Юстиниан начинает смеяться, голос у него громкий, театральный, и смех такой, как будто и сейчас со сцены раздается.
— О, бедный дурак! Сейчас, по закону жанра, я должен тебе не поверить, а ты, будучи клиническим идиотом, пойдешь и дальше выполнять свое невозможное, и в конце этой истории — выполнишь, потому что границы реального устанавливаются нами самими.
— Что ты несешь?
— Просто выполняю роль в этом спектакле, мой дорогой.
Ниса прижимает руку ко лбу, качает головой, а я продолжаю пристально смотреть на Юстиниана.
— Я не прошу у тебя сказать мне, как это делать. Мне просто нужен кто-нибудь из народа воровства. У тебя много связей, ты с людьми знаком и с разными при этом. Помоги мне, скажи с кем я могу поговорить. Мне очень важно знать, что я сделал для папы все.
— А ты не пробовал делать для папы что-нибудь более реальное?
— Я не хочу делать для него реальное. Я хочу делать то, что спасет его. Я хочу делать что-то больше реального.
Он смотрит на меня с полминуты, потом откладывает вату, подается ко мне и крепко обнимает.
— Это слова, которые я всегда мечтал услышать, Марциан! Я помогу тебе!
Он говорит так, будто я уговорил его на какое-то геройство, и все происходит в эпическом фильме. А нужно от него всего лишь, чтобы он подсказал мне человека из воров, которых у него, наверняка, среди знакомых много.
— Почему из любого разговора надо делать твое высокое искусство?
— Нипочему. Это абсолютно бессмысленно! Не-смысл! А теперь иди, мой друг, потому что Офелла — та, кто тебе нужна. Держу пари, сейчас она поливает слезами замороженный йогурт в термополиуме для мечтательниц, надеющихся сохранить фигуру, не отказываясь от сладкого!

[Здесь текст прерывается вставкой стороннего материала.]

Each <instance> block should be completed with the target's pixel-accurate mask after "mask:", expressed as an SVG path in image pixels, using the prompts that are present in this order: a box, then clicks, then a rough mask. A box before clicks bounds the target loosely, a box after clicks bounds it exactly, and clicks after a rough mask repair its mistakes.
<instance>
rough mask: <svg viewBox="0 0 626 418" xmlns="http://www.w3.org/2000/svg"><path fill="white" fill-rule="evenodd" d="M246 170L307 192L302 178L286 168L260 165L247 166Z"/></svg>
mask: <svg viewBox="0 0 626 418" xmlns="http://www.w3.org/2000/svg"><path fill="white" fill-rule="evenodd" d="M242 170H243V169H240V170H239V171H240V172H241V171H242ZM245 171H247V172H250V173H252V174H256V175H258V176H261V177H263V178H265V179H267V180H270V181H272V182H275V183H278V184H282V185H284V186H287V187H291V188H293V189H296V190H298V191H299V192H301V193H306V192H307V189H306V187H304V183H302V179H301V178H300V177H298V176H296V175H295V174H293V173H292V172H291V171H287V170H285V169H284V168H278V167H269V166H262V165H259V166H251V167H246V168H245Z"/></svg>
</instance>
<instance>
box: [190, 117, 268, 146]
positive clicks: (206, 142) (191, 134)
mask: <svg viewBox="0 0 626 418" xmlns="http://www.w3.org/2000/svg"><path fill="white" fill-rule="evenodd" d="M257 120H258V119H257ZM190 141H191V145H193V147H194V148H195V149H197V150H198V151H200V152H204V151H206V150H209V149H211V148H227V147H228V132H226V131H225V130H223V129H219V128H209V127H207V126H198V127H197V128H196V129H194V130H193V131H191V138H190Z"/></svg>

Я говорю «спасибо» и выхожу, не дождавшись конца его монолога, а Ниса чуть задерживается. Они ни слова друг другу не говорят, и уже через пару секунд Ниса догоняет меня, берет под руку.
— Вообще-то он, наверное, приятный.
— Ну, более приятный, чем холодное мокрое полотенце.
Мы снова попадаем в несмолкающий гул торгового центра. Ниса говорит:
— Я бы здесь все купила, а потом лежала бы дома и рассматривала все эти вещи, раскладывала бы и любовалась.